Folha Online sinapse  
27/05/2003 - 03h18

Esponjas, canivetes e a relevância dos marginais

OSCAR PILAGALLO
Editor do Sinapse

A avaliação escolar, para além dos problemas práticos que suscita, é indissociável da percepção que se tem da mente, receptora e processadora do conhecimento.

Essa percepção tem mudado rapidamente, o que obriga pedagogos e educadores a realizar o nem sempre bem-sucedido trabalho de adaptar modelos de ensino.

Foi-se o tempo da indefectível analogia entre mente e esponja. A imagem até que não era má: embeber a esponja equivalia a acumular conhecimento; espremê-la sugeria lembrar-se de uma informação. Mas a comparação deixou de ser útil quando se percebeu que a mente não absorve, indiscriminadamente, toda a informação a que é exposta.

O advento dos computadores forneceu outra analogia, tão tentadora quanto passageira. Computadores, afinal, ao contrário da mente humana, nada criam.

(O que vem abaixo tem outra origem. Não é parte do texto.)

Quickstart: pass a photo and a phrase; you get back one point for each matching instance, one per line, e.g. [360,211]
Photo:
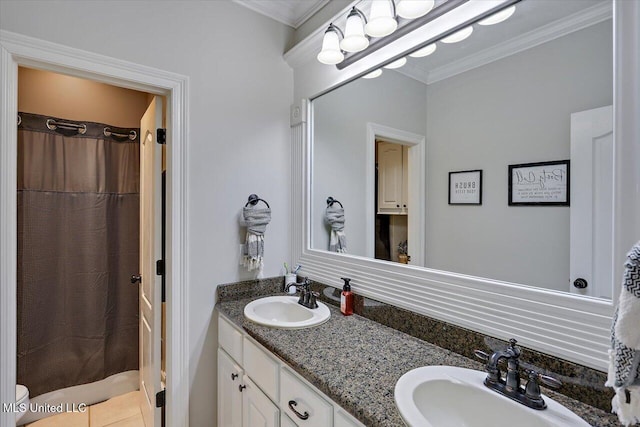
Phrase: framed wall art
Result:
[540,184]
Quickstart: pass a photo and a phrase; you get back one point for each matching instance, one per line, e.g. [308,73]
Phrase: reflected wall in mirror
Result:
[507,95]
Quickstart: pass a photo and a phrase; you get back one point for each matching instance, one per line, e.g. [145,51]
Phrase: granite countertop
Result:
[357,362]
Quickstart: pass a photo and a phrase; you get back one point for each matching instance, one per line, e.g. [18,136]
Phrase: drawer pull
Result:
[304,416]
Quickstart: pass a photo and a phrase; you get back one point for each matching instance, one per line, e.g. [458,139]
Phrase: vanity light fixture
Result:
[458,36]
[425,51]
[331,53]
[354,38]
[373,74]
[498,17]
[382,18]
[412,9]
[396,64]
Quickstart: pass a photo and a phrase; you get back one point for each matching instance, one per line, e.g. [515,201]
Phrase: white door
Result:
[390,177]
[257,409]
[229,391]
[591,215]
[150,251]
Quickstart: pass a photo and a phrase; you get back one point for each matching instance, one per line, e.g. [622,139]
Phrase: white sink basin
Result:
[447,396]
[285,312]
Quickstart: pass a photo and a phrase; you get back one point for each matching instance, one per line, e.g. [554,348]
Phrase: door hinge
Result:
[160,399]
[161,136]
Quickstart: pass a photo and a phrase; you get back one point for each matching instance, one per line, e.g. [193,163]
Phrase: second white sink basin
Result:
[285,312]
[447,396]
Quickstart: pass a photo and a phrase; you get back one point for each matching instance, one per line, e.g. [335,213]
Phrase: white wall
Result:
[240,93]
[340,146]
[516,110]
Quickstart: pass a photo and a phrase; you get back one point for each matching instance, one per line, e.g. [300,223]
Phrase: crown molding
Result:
[292,14]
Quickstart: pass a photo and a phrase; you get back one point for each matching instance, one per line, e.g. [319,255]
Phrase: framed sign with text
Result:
[465,187]
[539,184]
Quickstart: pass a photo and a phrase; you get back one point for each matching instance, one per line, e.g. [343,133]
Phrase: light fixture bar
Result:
[410,26]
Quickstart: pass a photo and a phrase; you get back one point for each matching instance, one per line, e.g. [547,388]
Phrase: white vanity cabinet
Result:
[230,379]
[392,178]
[255,389]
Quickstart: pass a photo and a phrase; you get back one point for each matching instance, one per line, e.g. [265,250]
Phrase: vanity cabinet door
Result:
[343,419]
[230,338]
[230,377]
[257,409]
[262,368]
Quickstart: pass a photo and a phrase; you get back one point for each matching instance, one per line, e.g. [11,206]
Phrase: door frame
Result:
[19,50]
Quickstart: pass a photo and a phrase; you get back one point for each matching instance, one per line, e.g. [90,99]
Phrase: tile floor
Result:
[119,411]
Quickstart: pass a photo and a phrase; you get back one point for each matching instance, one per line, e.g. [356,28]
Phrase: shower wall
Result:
[47,93]
[55,95]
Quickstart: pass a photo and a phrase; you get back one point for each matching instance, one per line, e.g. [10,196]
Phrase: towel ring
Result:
[254,199]
[331,201]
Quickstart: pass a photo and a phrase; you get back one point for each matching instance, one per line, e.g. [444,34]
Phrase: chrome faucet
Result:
[510,386]
[308,298]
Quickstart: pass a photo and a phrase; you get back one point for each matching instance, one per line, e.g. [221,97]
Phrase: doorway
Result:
[17,50]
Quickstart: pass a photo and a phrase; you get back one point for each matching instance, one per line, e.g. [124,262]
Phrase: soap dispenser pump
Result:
[346,298]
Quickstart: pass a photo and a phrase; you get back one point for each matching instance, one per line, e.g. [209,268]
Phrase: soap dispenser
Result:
[346,298]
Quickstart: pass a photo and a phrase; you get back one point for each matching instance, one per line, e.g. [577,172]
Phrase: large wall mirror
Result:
[539,102]
[518,92]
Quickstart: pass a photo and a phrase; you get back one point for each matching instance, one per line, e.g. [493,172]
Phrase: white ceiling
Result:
[289,12]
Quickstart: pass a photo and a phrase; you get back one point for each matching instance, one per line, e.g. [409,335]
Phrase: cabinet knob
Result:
[292,404]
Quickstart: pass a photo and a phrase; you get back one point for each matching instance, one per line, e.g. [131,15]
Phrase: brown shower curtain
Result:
[78,234]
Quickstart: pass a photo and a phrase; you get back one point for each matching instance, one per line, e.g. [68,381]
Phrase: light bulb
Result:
[354,39]
[458,36]
[331,53]
[498,17]
[373,74]
[396,64]
[412,9]
[381,19]
[425,51]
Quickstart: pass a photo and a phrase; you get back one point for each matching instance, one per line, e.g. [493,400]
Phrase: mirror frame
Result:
[561,324]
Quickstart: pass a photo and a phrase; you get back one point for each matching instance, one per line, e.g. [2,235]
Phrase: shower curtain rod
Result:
[53,124]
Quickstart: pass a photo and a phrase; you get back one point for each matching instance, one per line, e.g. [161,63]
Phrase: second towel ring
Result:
[254,199]
[331,201]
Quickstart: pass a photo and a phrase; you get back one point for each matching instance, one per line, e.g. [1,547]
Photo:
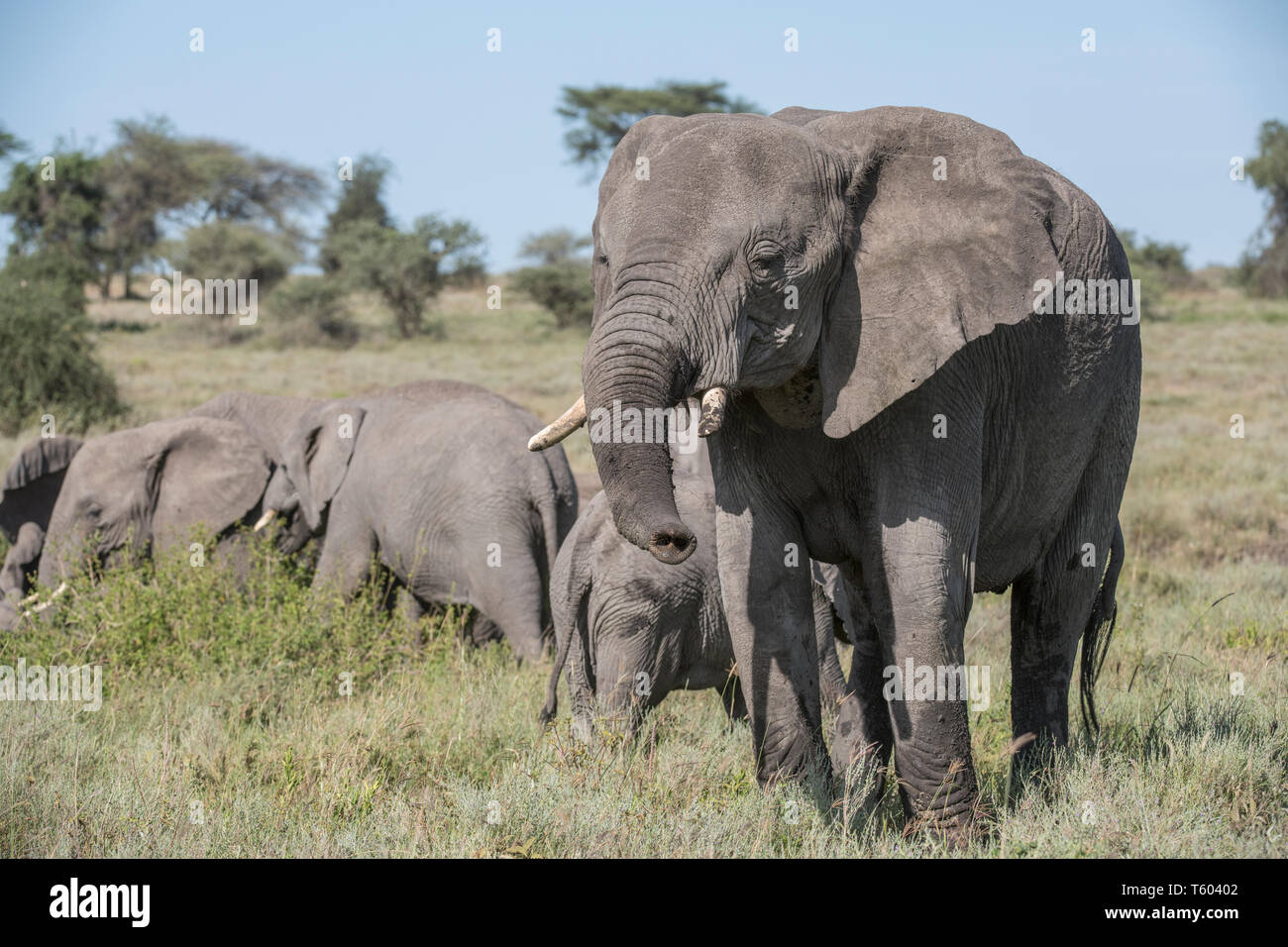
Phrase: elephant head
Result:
[146,488]
[316,459]
[824,263]
[33,482]
[271,421]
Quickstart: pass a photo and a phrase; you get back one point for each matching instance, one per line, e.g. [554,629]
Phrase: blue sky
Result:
[1146,124]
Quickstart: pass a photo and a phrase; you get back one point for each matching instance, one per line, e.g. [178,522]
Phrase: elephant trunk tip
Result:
[673,543]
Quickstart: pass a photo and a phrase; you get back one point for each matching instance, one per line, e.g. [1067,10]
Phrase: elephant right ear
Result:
[318,453]
[951,227]
[42,458]
[33,482]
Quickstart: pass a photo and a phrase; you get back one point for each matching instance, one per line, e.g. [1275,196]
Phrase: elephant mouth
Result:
[652,527]
[673,543]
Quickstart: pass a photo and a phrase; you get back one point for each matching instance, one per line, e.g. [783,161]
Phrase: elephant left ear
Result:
[949,232]
[206,472]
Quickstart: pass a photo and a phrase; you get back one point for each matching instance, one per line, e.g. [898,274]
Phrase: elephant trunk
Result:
[627,376]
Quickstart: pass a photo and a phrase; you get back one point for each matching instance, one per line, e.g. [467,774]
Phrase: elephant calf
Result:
[31,487]
[629,629]
[429,483]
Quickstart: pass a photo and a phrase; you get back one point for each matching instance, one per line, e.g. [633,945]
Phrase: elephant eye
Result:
[767,262]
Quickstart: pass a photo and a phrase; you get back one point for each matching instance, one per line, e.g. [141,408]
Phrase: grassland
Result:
[224,729]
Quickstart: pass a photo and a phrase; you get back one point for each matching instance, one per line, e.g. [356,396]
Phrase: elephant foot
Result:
[957,834]
[795,758]
[861,754]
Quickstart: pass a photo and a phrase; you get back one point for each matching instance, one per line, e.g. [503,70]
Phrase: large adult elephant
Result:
[855,298]
[430,480]
[146,489]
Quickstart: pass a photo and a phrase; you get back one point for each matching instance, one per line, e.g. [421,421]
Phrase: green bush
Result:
[565,289]
[223,250]
[48,359]
[313,311]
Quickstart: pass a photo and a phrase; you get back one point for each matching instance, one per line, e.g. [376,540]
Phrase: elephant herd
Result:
[897,419]
[426,482]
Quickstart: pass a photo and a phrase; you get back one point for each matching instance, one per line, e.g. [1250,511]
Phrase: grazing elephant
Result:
[143,489]
[31,486]
[271,420]
[905,369]
[636,629]
[432,482]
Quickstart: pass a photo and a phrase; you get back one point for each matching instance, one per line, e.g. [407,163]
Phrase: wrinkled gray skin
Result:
[434,484]
[30,489]
[914,299]
[146,489]
[629,629]
[271,420]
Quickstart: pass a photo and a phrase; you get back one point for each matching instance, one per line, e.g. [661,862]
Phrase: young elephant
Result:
[629,629]
[31,487]
[430,480]
[143,489]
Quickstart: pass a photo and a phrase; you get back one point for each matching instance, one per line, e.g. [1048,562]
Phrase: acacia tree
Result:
[56,206]
[361,198]
[1263,266]
[407,269]
[147,176]
[604,114]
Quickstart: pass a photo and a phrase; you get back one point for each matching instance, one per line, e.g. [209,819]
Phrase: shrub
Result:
[48,359]
[223,250]
[313,309]
[565,289]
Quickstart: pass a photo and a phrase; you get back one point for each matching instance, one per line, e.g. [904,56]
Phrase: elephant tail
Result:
[1099,631]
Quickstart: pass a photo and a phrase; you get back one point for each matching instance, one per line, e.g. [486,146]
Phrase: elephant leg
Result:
[1051,607]
[581,678]
[627,682]
[348,556]
[919,595]
[513,598]
[829,674]
[769,607]
[862,736]
[732,698]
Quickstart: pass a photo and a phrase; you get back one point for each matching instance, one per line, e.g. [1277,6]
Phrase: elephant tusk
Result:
[553,433]
[713,402]
[43,605]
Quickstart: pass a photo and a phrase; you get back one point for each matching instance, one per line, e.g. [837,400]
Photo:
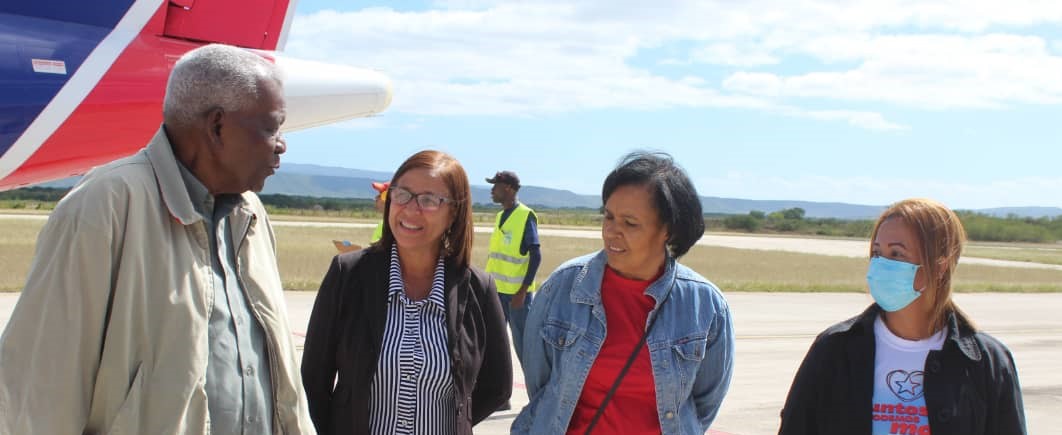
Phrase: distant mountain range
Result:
[330,181]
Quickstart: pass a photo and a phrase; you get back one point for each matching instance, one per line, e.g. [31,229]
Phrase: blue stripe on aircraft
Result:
[48,30]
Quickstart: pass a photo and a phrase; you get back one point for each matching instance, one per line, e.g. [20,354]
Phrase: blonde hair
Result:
[942,238]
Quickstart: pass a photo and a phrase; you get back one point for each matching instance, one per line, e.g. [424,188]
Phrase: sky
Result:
[860,101]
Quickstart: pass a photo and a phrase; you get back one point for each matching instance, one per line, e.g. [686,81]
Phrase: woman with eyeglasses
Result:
[406,336]
[912,363]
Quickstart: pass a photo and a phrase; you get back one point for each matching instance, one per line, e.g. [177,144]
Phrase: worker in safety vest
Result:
[514,256]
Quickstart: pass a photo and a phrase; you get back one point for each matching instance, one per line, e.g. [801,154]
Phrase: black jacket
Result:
[346,331]
[971,384]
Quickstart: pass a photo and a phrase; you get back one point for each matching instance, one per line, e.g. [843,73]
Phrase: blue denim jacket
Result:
[690,347]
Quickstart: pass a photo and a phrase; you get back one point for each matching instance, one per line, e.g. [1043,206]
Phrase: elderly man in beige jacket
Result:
[154,303]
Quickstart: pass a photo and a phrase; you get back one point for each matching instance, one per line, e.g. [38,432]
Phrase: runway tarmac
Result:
[843,247]
[775,329]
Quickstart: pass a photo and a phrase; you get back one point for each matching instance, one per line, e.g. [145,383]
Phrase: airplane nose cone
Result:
[319,93]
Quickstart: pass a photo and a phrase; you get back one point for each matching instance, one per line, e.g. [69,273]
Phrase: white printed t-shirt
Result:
[900,404]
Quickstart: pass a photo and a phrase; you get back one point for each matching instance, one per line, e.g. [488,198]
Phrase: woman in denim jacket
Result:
[594,311]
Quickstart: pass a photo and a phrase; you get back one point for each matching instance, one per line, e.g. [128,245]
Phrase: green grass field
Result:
[305,253]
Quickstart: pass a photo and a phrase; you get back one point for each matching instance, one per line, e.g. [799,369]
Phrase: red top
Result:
[633,407]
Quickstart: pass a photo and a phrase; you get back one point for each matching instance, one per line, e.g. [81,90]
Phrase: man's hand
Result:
[517,301]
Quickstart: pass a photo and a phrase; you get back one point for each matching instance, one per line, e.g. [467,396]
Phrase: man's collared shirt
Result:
[238,381]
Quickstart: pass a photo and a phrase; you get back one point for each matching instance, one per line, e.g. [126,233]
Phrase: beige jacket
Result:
[109,335]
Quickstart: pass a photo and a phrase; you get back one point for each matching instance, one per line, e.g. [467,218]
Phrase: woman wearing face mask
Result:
[627,341]
[406,336]
[912,363]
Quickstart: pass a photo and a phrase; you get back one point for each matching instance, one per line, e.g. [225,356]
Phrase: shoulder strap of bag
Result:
[630,362]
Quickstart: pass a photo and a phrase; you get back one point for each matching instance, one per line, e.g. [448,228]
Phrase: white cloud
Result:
[547,56]
[1018,192]
[731,54]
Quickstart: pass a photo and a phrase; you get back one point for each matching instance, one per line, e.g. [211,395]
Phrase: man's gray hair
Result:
[211,76]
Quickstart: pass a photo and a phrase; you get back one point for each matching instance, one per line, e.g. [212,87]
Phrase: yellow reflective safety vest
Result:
[506,263]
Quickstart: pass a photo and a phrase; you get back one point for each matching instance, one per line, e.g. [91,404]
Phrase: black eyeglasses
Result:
[427,201]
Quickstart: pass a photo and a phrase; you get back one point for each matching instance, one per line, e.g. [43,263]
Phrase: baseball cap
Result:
[508,177]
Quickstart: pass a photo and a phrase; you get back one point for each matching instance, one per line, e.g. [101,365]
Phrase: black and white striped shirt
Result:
[412,392]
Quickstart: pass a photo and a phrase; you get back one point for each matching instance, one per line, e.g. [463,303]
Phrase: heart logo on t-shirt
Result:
[906,385]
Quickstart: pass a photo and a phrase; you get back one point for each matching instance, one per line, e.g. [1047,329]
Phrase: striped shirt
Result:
[412,392]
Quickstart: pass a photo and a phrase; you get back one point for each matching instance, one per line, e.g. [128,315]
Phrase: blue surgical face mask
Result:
[892,283]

Não obstante estarem desatualizadas, essas metáforas resistem em ambientes escolares menos arejados, com grande prejuízo para o aluno. Em exames e avaliações, ele é cobrado como se tivesse um cérebro sugador de qualquer conteúdo ou, pior, raciocinasse como base no sistema binário, como a máquina.

"A Pré-História da Mente" (Steven Mithen, Editora da Unesp, 425 págs., R$ 45)
"A Pré-História da Mente", de Steven Mithen, tangencia o assunto. O foco do arqueólogo é a evolução da arquitetura da mente. Mas o autor também se debruça sobre a questão da apreensão do conhecimento.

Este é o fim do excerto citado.